A Park of Astonishing Variety
Queen Elizabeth National Park stretches from the foothills of the Rwenzori Mountains to Lake Edward, taking in volcanic crater lakes, open savannah, tropical forest, and papyrus swamp. That variety supports 95 mammal species and over 600 bird species — the highest of any East African park.
The Famous Tree-Climbing Lions of Ishasha
In the remote Ishasha sector, lions spend their days draped along the limbs of giant fig trees — a behaviour seen almost nowhere else on Earth. Nobody is entirely sure why they climb; escaping tsetse flies and catching the breeze are the leading theories. Watching a lioness snooze on a branch overhead is a bucket-list moment.

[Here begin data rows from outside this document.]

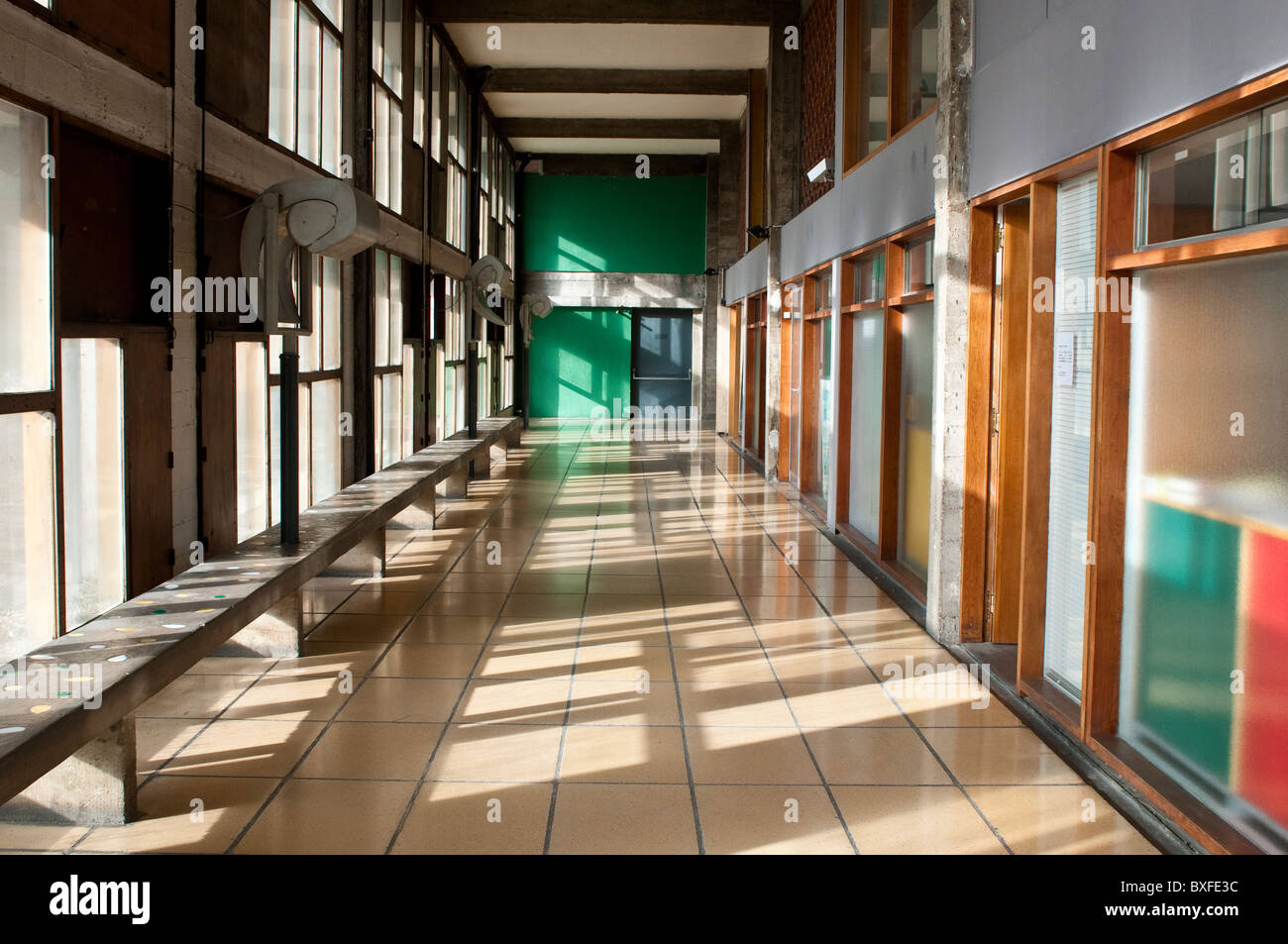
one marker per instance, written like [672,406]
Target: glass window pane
[875,78]
[326,439]
[408,399]
[26,257]
[1205,183]
[309,145]
[922,55]
[914,451]
[380,103]
[281,73]
[381,310]
[417,130]
[1206,541]
[391,72]
[252,441]
[394,157]
[94,476]
[27,592]
[331,107]
[868,343]
[436,101]
[395,309]
[918,265]
[331,314]
[1070,434]
[333,11]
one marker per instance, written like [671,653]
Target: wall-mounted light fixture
[820,171]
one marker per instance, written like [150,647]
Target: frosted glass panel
[93,476]
[914,450]
[326,438]
[26,261]
[281,73]
[1070,433]
[1206,546]
[252,441]
[27,592]
[866,424]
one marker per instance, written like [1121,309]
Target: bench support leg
[97,786]
[416,517]
[274,634]
[365,559]
[458,484]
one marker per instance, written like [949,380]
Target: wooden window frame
[894,299]
[1095,720]
[854,108]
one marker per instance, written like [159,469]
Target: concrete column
[784,197]
[365,559]
[97,786]
[952,296]
[185,147]
[728,244]
[274,634]
[416,517]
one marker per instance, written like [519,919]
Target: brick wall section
[818,43]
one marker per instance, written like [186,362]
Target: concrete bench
[67,707]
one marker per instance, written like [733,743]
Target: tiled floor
[601,651]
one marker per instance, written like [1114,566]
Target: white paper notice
[1065,356]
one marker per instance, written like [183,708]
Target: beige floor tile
[432,661]
[529,700]
[622,702]
[771,820]
[477,819]
[526,661]
[828,666]
[286,698]
[39,837]
[497,752]
[631,662]
[750,755]
[158,739]
[623,819]
[623,754]
[381,600]
[544,605]
[722,665]
[359,627]
[842,706]
[875,756]
[372,751]
[449,630]
[403,699]
[185,814]
[1057,820]
[245,749]
[729,703]
[196,695]
[463,604]
[999,756]
[330,816]
[892,820]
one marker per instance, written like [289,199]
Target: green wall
[580,359]
[613,224]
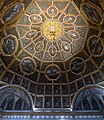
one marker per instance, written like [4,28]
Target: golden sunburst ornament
[52,29]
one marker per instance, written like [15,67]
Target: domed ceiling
[52,48]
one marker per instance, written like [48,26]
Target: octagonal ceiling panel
[51,48]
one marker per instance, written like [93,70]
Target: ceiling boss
[52,29]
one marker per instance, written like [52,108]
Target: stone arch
[88,95]
[16,94]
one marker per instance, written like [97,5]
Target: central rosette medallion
[52,29]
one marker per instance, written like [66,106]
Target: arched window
[86,104]
[95,105]
[89,99]
[18,104]
[14,98]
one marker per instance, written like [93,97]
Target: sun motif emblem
[52,29]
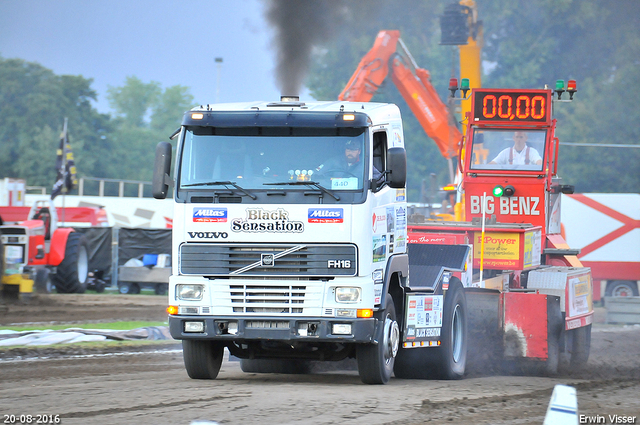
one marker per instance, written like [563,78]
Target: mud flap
[427,263]
[485,334]
[532,326]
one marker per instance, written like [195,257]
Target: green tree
[145,115]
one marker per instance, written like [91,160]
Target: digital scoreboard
[512,106]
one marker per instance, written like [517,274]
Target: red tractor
[37,254]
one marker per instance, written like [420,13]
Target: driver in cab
[349,164]
[518,154]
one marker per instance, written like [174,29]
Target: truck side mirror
[161,170]
[396,167]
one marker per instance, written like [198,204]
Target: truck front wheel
[581,345]
[375,362]
[72,273]
[202,359]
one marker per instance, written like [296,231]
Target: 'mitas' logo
[210,215]
[325,215]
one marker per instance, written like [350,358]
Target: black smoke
[300,26]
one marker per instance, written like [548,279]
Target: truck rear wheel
[375,362]
[285,366]
[448,361]
[453,350]
[202,359]
[72,273]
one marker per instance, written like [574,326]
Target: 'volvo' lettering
[209,215]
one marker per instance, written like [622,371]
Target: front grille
[278,299]
[286,260]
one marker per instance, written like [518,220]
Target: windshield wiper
[314,184]
[223,183]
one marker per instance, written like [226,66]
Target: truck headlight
[347,295]
[189,292]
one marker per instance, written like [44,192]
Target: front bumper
[303,329]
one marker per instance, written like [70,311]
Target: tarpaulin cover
[132,243]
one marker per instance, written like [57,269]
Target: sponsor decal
[260,220]
[209,215]
[325,215]
[378,218]
[379,248]
[208,235]
[427,332]
[267,260]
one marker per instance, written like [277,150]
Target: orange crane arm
[412,83]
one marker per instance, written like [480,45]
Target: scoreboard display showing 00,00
[512,106]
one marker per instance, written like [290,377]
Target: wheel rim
[391,339]
[622,291]
[456,334]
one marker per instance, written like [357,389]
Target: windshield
[256,158]
[508,149]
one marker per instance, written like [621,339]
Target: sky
[171,42]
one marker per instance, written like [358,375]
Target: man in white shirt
[519,153]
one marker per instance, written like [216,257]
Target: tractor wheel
[375,361]
[43,284]
[72,273]
[202,359]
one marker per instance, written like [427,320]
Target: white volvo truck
[290,240]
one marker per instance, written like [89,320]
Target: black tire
[550,366]
[449,360]
[452,352]
[202,359]
[72,273]
[128,288]
[375,362]
[43,284]
[285,366]
[622,288]
[161,288]
[581,346]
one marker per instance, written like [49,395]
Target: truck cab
[289,230]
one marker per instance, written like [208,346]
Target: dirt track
[152,386]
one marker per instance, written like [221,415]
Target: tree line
[527,44]
[121,145]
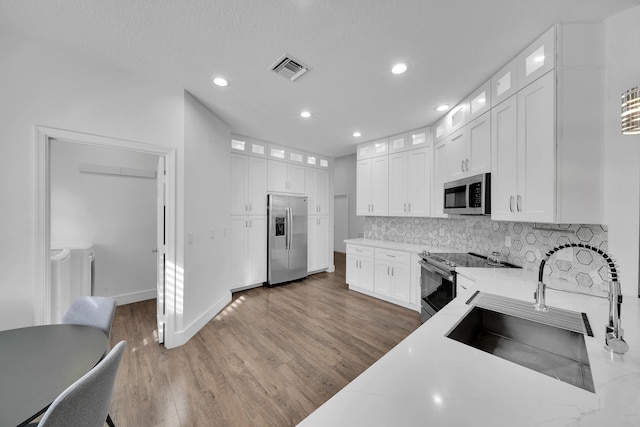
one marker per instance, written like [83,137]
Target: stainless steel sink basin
[551,350]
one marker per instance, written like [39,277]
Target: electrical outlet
[595,276]
[565,254]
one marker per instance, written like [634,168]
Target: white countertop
[431,380]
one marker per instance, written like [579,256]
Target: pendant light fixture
[631,111]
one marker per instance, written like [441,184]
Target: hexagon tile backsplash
[586,273]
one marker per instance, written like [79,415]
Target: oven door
[437,289]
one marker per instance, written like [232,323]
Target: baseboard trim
[181,337]
[135,297]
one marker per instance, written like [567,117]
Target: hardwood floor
[271,357]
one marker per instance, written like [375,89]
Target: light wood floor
[270,358]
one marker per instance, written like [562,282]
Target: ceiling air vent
[289,67]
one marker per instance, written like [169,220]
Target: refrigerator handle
[290,226]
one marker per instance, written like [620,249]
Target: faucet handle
[617,344]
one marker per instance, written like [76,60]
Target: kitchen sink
[550,350]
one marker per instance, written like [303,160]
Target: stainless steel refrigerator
[287,238]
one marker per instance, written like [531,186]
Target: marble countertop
[431,380]
[386,244]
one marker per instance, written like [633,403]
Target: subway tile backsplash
[522,244]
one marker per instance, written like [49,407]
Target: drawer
[393,256]
[360,250]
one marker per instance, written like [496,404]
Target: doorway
[44,138]
[340,222]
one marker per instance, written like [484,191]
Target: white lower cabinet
[383,273]
[248,249]
[317,243]
[393,278]
[359,274]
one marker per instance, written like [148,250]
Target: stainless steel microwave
[468,196]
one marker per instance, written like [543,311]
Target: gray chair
[86,402]
[91,311]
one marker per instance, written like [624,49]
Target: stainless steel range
[438,284]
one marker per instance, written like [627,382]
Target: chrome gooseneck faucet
[613,333]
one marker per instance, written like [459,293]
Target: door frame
[42,269]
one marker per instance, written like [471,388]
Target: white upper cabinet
[440,176]
[480,101]
[504,83]
[248,185]
[470,149]
[504,151]
[440,130]
[317,191]
[479,145]
[410,183]
[458,154]
[248,146]
[537,59]
[554,173]
[285,177]
[524,180]
[372,186]
[458,116]
[371,149]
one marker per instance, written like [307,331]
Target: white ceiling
[451,47]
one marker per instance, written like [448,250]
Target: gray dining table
[37,363]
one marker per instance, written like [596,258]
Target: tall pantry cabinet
[259,168]
[248,233]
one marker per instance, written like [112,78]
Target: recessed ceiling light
[399,68]
[219,81]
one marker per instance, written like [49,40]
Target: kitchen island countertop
[431,380]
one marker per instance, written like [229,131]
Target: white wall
[45,86]
[344,182]
[117,214]
[206,210]
[622,152]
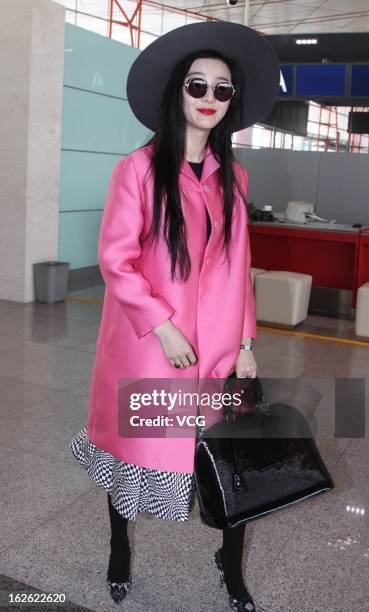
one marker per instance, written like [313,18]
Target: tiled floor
[54,521]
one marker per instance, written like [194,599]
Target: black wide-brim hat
[257,58]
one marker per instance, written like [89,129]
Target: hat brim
[151,70]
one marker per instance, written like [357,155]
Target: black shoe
[237,604]
[118,590]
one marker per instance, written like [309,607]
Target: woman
[174,253]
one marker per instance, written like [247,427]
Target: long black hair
[168,155]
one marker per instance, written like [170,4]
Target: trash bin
[51,280]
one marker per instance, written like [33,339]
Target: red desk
[337,258]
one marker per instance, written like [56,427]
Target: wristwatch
[249,346]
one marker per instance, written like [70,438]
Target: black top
[197,168]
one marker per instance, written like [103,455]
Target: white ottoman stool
[362,311]
[282,297]
[254,272]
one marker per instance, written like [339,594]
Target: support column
[31,77]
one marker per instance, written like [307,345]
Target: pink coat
[213,310]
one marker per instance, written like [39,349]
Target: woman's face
[212,71]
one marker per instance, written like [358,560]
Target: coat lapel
[210,166]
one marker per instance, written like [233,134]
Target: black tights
[120,558]
[231,551]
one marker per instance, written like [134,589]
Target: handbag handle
[253,389]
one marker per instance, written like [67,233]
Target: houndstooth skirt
[133,489]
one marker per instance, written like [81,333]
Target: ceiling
[285,16]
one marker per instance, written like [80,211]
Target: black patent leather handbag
[259,459]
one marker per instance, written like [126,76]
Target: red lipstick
[206,111]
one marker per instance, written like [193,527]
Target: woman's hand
[245,364]
[175,345]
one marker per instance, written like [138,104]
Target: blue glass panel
[360,80]
[320,80]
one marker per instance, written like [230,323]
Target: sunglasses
[197,88]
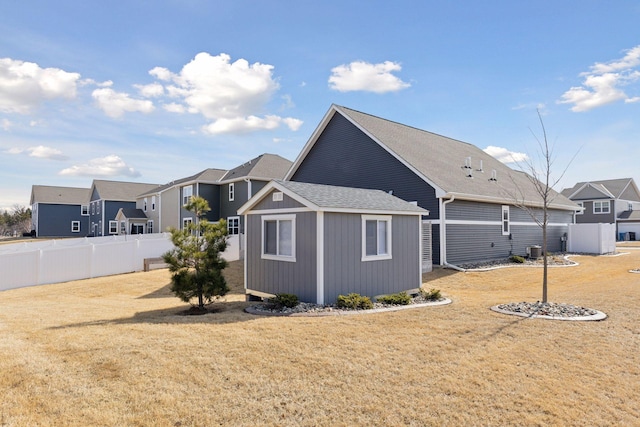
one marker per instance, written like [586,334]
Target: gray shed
[320,241]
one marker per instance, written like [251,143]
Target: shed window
[376,237]
[232,192]
[505,221]
[279,237]
[601,207]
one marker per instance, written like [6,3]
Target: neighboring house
[164,205]
[107,198]
[59,211]
[225,191]
[319,241]
[613,201]
[472,198]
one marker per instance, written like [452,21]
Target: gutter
[443,230]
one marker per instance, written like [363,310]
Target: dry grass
[113,351]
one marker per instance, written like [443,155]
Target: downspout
[443,236]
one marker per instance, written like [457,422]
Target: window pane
[270,237]
[286,238]
[371,237]
[382,237]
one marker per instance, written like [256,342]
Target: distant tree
[195,262]
[540,176]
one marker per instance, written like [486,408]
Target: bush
[354,302]
[401,298]
[431,295]
[284,300]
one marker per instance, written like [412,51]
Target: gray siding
[477,242]
[345,272]
[589,217]
[274,277]
[345,156]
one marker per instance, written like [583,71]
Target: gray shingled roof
[441,162]
[121,191]
[207,176]
[265,166]
[60,195]
[345,198]
[613,186]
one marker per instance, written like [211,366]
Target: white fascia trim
[503,201]
[320,257]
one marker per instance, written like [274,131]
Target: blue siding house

The Kazinga Channel Boat Cruise
The 32 km Kazinga Channel linking Lakes George and Edward hosts one of the greatest concentrations of hippos in Africa, along with elephants, buffalo, and crocodiles lining the shores. The two-hour cruise gets you within metres of it all — bring your longest lens.

Hippos in the Kazinga Channel
Kasenyi Plains Game Drives
The Kasenyi sector is the park's big-game heartland: dawn drives across kob breeding grounds where lions hunt in the golden light, with elephants and buffalo scattered across the plains and the Rwenzoris on the horizon.

Elephants on the Kasenyi plains
Don't Miss
Add a chimpanzee walk in the Kyambura Gorge — an underground forest sunk into the savannah — and a drive along the crater lakes track for some of the best viewpoints in Uganda.